Check host secondary interfaces

Log in to FAILED_NODE with oc debug node/$FAILED_NODE or using nettools with hostNetwork: true. If secondary interfaces do not exist at the host network or an IPv4 address has not been assigned, add the secondary interfaces

Update daemon pod to use latest version

Check whether the using image set with latest version tag and imagePullPolicy: Always
```
kubectl get daemonset multi-nicd -o yaml -n $MULTI_NIC_NAMESPACE|grep image
```
If not, modify image with the latest version tag and change imagePullPolicy to Always
```
kubectl edit daemonset multi-nicd -n $MULTI_NIC_NAMESPACE
```

Delete the current multi-nicd pods with selector

kubectl delete po --selector app=multi-nicd -n $MULTI_NIC_NAMESPACE

Check readiness

kubectl get po --selector app=multi-nicd -n $MULTI_NIC_NAMESPACE

Update controller to use latest version

Check whether the using image set with latest version tag and imagePullPolicy: Always

kubectl get deploy multi-nic-cni-operator-controller-manager -o yaml -n $MULTI_NIC_NAMESPACE|grep multi-nic-cni-controller -A 2|grep image

If not, modify image with the latest version tag and change imagePullPolicy to Always

kubectl edit deploy multi-nic-cni-operator-controller-manager -n $MULTI_NIC_NAMESPACE

Delete the current multi-nicd pods with selector

kubectl delete po --selector control-plane=controller-manager -n $MULTI_NIC_NAMESPACE

Check readiness

kubectl get po --selector control-plane=controller-manager -n $MULTI_NIC_NAMESPACE

Safe upgrade Multi-NIC CNI operator

Before bundle version on Operator Hub to v1.0.2

There are three significant changes:
- Change API group from net.cogadvisor.io to multinic.fms.io. To check API group,
```
kubectl get crd|grep multinicnetworks
multinicnetworks.multinic.fms.io                                  2022-09-27T08:47:35Z
```
- Change route configuration logic for handling fault tolerance issue. To check route configuration logic. Run ip rule in any worker host by running oc debug node or using nettools with hostNetwork: true.
```
> ip rule
0:  from all lookup local
32765:  from 192.168.0.0/16 lookup multinic-ipvlanl3
32766:  from all lookup main
32767:  from all lookup default
```
  If it shows similar rules as above, the route configuration logic is up-to-date.
- Add multinicnetwork CR to show routeStatus. To check routeStatus key in multinicnetwork CR
```
kubectl get multinicnetwork -o yaml|grep routeStatus
  routeStatus: Success
```
If all changes are applied (up-to-date) in your current version, there is no need to stop the running workload to reinstall the operator. Check update the daemon pods and update the controller to get the image with latest minor updates and bug fixes.

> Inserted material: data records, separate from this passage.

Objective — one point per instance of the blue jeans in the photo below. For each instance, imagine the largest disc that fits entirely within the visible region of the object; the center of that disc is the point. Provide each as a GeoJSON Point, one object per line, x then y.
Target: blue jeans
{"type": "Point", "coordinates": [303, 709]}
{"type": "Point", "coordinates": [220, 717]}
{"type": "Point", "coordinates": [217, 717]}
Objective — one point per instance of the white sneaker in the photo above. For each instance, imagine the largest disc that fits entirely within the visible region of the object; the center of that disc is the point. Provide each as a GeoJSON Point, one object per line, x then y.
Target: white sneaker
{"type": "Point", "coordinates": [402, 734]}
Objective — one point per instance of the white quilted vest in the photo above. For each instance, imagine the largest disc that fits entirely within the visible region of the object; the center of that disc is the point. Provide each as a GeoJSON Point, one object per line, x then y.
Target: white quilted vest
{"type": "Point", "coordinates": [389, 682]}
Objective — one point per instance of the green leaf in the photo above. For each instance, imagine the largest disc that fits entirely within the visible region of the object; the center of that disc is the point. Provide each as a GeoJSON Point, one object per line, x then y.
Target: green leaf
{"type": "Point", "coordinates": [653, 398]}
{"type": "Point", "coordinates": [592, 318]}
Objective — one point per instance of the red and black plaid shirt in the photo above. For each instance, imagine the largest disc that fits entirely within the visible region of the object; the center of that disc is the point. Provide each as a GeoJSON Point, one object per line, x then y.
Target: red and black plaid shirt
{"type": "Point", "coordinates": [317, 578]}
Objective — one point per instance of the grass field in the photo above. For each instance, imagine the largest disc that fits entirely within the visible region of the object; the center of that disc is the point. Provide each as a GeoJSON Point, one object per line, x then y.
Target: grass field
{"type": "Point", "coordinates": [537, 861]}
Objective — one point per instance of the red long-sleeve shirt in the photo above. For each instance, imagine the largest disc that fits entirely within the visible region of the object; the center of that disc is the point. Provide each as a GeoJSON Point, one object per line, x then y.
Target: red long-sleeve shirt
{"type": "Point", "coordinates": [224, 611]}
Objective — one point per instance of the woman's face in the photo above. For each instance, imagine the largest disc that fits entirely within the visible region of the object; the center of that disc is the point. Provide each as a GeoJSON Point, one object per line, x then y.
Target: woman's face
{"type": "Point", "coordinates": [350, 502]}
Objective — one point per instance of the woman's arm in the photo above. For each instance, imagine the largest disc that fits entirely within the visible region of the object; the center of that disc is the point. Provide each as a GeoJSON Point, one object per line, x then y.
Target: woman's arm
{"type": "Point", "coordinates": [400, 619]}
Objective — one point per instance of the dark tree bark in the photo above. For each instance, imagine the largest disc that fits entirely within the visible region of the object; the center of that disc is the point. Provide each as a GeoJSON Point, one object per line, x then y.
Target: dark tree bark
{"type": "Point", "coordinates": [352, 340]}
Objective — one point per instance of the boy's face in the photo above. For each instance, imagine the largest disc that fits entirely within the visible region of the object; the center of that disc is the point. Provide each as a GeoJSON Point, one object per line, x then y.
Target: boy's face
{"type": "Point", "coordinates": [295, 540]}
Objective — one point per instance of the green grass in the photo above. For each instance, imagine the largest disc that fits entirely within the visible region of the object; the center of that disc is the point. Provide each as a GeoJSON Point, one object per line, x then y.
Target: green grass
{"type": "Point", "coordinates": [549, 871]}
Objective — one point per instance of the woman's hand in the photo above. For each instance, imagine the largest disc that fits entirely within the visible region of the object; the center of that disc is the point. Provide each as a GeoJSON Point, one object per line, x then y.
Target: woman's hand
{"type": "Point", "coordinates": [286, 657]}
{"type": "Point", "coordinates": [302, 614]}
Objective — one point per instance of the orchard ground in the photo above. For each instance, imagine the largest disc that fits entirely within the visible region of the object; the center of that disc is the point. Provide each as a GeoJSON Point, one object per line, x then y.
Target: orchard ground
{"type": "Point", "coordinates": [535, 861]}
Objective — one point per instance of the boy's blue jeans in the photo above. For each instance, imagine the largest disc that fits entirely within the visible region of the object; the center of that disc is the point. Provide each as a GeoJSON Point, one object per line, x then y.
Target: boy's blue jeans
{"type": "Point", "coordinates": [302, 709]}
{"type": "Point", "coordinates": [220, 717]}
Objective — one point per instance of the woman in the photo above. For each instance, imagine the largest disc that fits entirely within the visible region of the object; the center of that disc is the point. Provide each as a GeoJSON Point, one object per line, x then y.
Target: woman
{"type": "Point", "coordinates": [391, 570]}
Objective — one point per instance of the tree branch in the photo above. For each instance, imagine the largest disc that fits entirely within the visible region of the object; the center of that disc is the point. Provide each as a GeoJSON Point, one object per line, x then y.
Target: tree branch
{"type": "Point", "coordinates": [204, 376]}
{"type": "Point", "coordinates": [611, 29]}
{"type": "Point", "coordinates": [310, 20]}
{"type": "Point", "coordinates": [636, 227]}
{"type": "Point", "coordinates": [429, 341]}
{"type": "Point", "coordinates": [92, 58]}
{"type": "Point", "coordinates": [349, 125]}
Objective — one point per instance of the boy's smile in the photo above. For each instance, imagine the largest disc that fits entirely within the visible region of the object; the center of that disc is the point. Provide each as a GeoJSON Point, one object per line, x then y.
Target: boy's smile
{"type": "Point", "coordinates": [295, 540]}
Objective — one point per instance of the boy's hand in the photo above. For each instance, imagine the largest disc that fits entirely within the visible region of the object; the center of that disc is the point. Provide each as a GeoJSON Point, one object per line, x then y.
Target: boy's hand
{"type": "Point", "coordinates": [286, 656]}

Otherwise, check live migration

Customize Multi-NIC CNI controller of operator

If the multi-nic-cni operator has been managed by the Operator Lifecycle Manager (olm) (installed by operator-sdk run bundle or via operator hub), the modification to the controller deployment (multi-nic-cni controller pod) will be overriden by the olm.

To modify the value such as resource request/limit to the controller pod, you need to edit the .spec.install.spec.deployments section in the ClusterServiceVersion (csv) resource of the multi-nic-cni operator.

You can locate the csv resource of multi-nic-cni operator in your cluster from the following command.

kubectl get csv -l operators.coreos.com/multi-nic-cni-operator.multi-nic-cni-operator -A

Before v1.0.5, the csv are created in all namespaces. You need to edit the csv in the namespace that the controller has been deployed. The modification of csv in the other namespace will not be applied.